| Outcome | Probability | Yes Bid | Yes Ask | 24h Change | Volume | |
|---|---|---|---|---|---|---|
| Team Liquid | 0% | 52¢ | 66¢ | — | $0 | Trade → |
| BetBoom Team | 0% | 38¢ | 52¢ | — | $0 | Trade → |
This market predicts the winner of Map 2 in the PGL Wallachia 2026 match between BetBoom Team and Team Liquid, letting traders express views on map-specific strengths. Map-level markets matter because map wins decide match outcomes in multi-map series and reveal which team adapts better to a specific map.
PGL Wallachia 2026 is a major esports event with a structured map-pick and match format that determines whether a Map 2 will be played and which maps are featured. BetBoom Team and Team Liquid come from different regional ecosystems and have distinct map pools, playstyles, and recent histories; roster moves, patch changes, and tournament preparation all shape expectations going into any map. The match context (group stage, playoffs, best-of format) also changes the strategic incentives behind map choices and risk-taking.
Market odds are a live aggregation of trader beliefs and available information about Map 2 — they move as new information arrives and should be treated as market-implied expectations, not certainties. Use odds alongside scouting reports, recent form, and map-specific data to form your own view.
Map 2 will be played according to the match format and event schedule: in best-of-three matches it is the second map of the series, while in best-of-one formats a Map 2 does not occur. Check the official PGL match schedule and the broadcast timetable for the exact start time on match day.
The map used for Map 2 is determined by the tournament's pick/ban rules and the teams' choices during the veto process; the exact order depends on whether the match is bo1, bo3, or another format. Consult PGL's published veto format for this event to understand who controls which picks.
Roles that typically swing a single map include the primary AWPer (impact through long-range kills), the in-game leader (tactical calls and adaptation), entry fraggers (opening trades), and anchor/support players controlling post-plant defense or utility. Watch how each team deploys those roles on the featured map.

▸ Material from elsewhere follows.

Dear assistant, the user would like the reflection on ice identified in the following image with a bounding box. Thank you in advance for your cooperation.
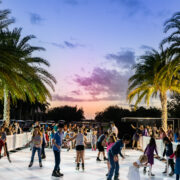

Past head-to-head results on the same map provide useful context but are only one input: weigh them alongside recent performances, roster changes, patch updates, and map-specific practice. Historical trends matter more when rosters and strategies have been stable.
Yes. Server location and resulting ping, stage setup, travel fatigue, and crowd pressure can all influence individual performance and team coordination on a single map. Top teams mitigate these factors, but they remain relevant when assessing a close map matchup.